Reporters sans frontières a déclaré, dans un courrier adressé au secrétaire américain à la Défense Donald Rumsfeld, être « atterrée » par les révélations de l'agence Reuters sur les mauvais traitements subis, entre les mains de l'armée américaine, par trois de ses employés en Irak, en janvier 2004. L'organisation a également condamné « le laxisme et le manque total de transparence du Pentagone dans cette affaire. Des réponses insuffisantes et l'absence évidente d'enquête sérieuse, malgré les demandes répétées de l'agence de presse britannique, ne sont pas à l'honneur du gouvernement américain ».
« Les témoignages des journalistes de Reuters sont accablants. Les faits rapportés sont d'une extrême gravité. Pourtant, l'armée américaine, se croyant sans doute au-dessus des lois, n'a pas jugé utile, depuis des mois, d'interroger les trois victimes », a indiqué l'organisation, avant de poursuivre : « Nous vous demandons cette fois de répondre avec la plus grande honnêteté et par une véritable enquête à ces accusations très sérieuses, y compris celles d'un cameraman de la chaîne arabe Al-Jazira, Hassan Saleh, qui aurait été, selon ses dires, torturé dans la prison d'Abu Ghraib en novembre 2003. »
« Les enquêtes doivent être rouvertes, non pas dans le but de blanchir l'armée, mais avec la volonté de faire toute la lumière sur ces allégations de tortures et d'en punir les auteurs » , a conclu Reporters sans frontières.
Trois employés de Reuters ont déclaré avoir été battus et exposés à des traitements humiliants et dégradants d'ordre sexuel et religieux lors de leur détention dans un camp militaire américain près de Fallujah, en janvier 2004. Les deux journalistes et le chauffeur irakiens ont raconté leur calvaire à l'agence Reuters, dès leur libération le 5 janvier. Mais ils ont décidé de le rendre public seulement après que l'armée américaine avait récusé toute preuve de mauvais traitements et que les médias avaient révélé la pratique de tortures dans la prison d'Abu Ghraib.
Dans une lettre datée du 5 mars, mais reçue il y a deux jours par l'agence Reuters, le lieutenant général Ricardo Sanchez, commandant des forces terrestres américaines en Irak, s'est déclaré persuadé que l'enquête avait été « exhaustive et objective ». A la lumière des faits nouveaux concernant les mauvais traitements infligés aux détenus irakiens dans la prison d'Abu Ghraib, David Schlessinger, l'un des directeurs de Reuters, a récemment demandé au Pentagone une nouvelle enquête.

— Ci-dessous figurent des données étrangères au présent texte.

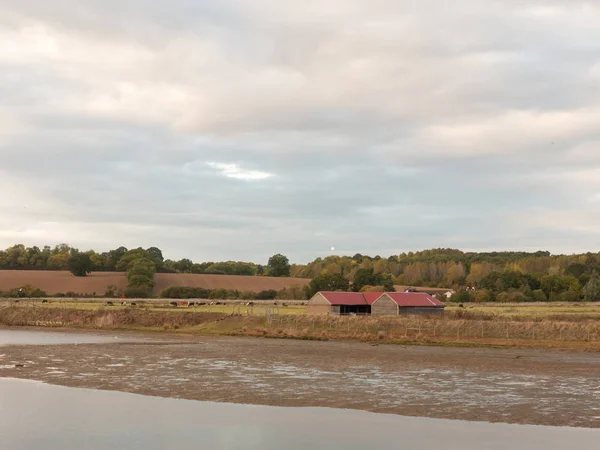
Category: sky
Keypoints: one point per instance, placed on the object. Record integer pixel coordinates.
(234, 130)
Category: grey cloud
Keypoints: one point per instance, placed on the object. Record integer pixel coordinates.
(388, 126)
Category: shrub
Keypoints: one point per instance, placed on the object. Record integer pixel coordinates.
(138, 292)
(185, 292)
(27, 291)
(271, 294)
(539, 296)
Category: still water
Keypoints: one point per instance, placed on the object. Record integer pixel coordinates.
(34, 415)
(28, 337)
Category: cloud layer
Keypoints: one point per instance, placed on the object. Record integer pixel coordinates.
(238, 129)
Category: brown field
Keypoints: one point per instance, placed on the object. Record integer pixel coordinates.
(97, 282)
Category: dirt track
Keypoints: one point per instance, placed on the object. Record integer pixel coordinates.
(516, 386)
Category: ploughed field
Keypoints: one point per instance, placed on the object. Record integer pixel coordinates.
(545, 387)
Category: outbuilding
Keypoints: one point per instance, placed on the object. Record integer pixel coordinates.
(395, 303)
(339, 303)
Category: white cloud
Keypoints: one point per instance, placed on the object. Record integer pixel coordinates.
(390, 107)
(239, 173)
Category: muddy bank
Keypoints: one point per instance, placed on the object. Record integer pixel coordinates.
(497, 385)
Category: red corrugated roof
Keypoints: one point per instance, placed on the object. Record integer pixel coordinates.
(370, 297)
(414, 299)
(345, 298)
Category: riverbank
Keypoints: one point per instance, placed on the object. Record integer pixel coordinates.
(456, 329)
(525, 386)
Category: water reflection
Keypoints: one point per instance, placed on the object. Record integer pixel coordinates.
(35, 415)
(28, 337)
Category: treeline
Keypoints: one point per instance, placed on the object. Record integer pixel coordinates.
(60, 257)
(486, 276)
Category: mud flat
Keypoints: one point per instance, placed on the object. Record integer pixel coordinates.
(527, 386)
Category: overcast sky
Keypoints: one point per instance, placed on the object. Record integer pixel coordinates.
(238, 129)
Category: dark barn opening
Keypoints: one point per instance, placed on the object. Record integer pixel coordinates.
(355, 309)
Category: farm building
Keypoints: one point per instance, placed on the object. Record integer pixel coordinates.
(375, 303)
(394, 303)
(338, 303)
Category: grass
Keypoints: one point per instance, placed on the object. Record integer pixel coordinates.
(547, 326)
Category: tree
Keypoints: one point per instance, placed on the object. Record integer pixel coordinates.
(279, 266)
(364, 277)
(591, 291)
(80, 264)
(328, 282)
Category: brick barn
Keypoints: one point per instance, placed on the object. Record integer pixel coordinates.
(374, 303)
(395, 303)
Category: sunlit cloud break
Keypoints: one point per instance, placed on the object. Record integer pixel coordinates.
(239, 173)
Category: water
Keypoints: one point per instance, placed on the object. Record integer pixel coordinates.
(27, 337)
(34, 415)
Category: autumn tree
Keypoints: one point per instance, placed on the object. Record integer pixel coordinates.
(279, 266)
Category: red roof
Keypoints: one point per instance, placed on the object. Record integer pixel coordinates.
(344, 298)
(414, 299)
(370, 297)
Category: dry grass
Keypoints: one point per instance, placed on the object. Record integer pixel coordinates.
(447, 330)
(58, 282)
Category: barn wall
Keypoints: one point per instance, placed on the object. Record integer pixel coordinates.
(422, 310)
(384, 306)
(318, 305)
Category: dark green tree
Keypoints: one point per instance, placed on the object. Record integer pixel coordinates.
(279, 266)
(80, 264)
(328, 282)
(364, 277)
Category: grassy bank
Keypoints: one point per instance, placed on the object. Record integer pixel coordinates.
(459, 328)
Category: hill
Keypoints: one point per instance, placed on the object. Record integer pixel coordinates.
(55, 282)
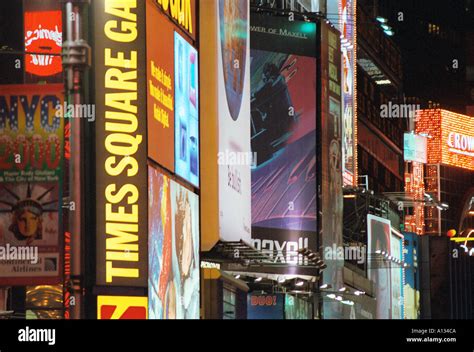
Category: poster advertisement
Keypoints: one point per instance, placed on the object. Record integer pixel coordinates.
(160, 85)
(268, 307)
(173, 249)
(233, 65)
(396, 250)
(186, 110)
(331, 161)
(31, 160)
(43, 37)
(379, 269)
(411, 289)
(283, 131)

Les mauvais traitements auraient eu lieu sur une base militaire près de Fallujah (Forward Operating base Volturno). Salem Ureibi, cameraman, Ahmad Mohammad Hussein Al-Badrani, journaliste free-lance basé à Fallujah, et Sattar Jabar Al-Badrani, chauffeur, avaient été arrêtés, le 2 janvier 2004, alors qu'ils couvraient un accident d'hélicoptère américain près de Fallujah. Les trois hommes avaient été libérés, le 5 janvier, sans qu'aucune charge soit retenue contre eux.
« Quand j'ai vu les photos d'Abu Ghraib, j'ai pleuré », a déclaré Salem Ureibi, avant de poursuivre : « J'ai vu qu'ils avaient souffert comme nous.».
Un résumé de l'enquête conduite par la 82e Airborne Division, daté du 28 janvier et transmis à l'agence Reuters a conclu : « Aucun cas d'abus spécifique n'a été enregistré ». D'après ce rapport, aucun des soldats, interrogés sous serment, n'a « admis ou rapporté avoir connaissance d'abus physique ou d'actes de torture ». L'armée américaine n'a jamais interrogé les trois employés de Reuters.
Par ailleurs, Reporters sans frontières demande au Pentagone de mener une enquête séparée sur les conditions de détention du cameraman de la chaîne qatarie Al-Jazira, Hassan Saleh, 33 ans, détenu pendant un mois et demi en novembre 2003. D'après son témoignage publié dans plusieurs médias - le quotidien britannique The Guardian et le magazine américain The Nation -, il aurait subi à plusieurs reprises des mauvais traitements, notamment dans la prison d'Abu Ghraib.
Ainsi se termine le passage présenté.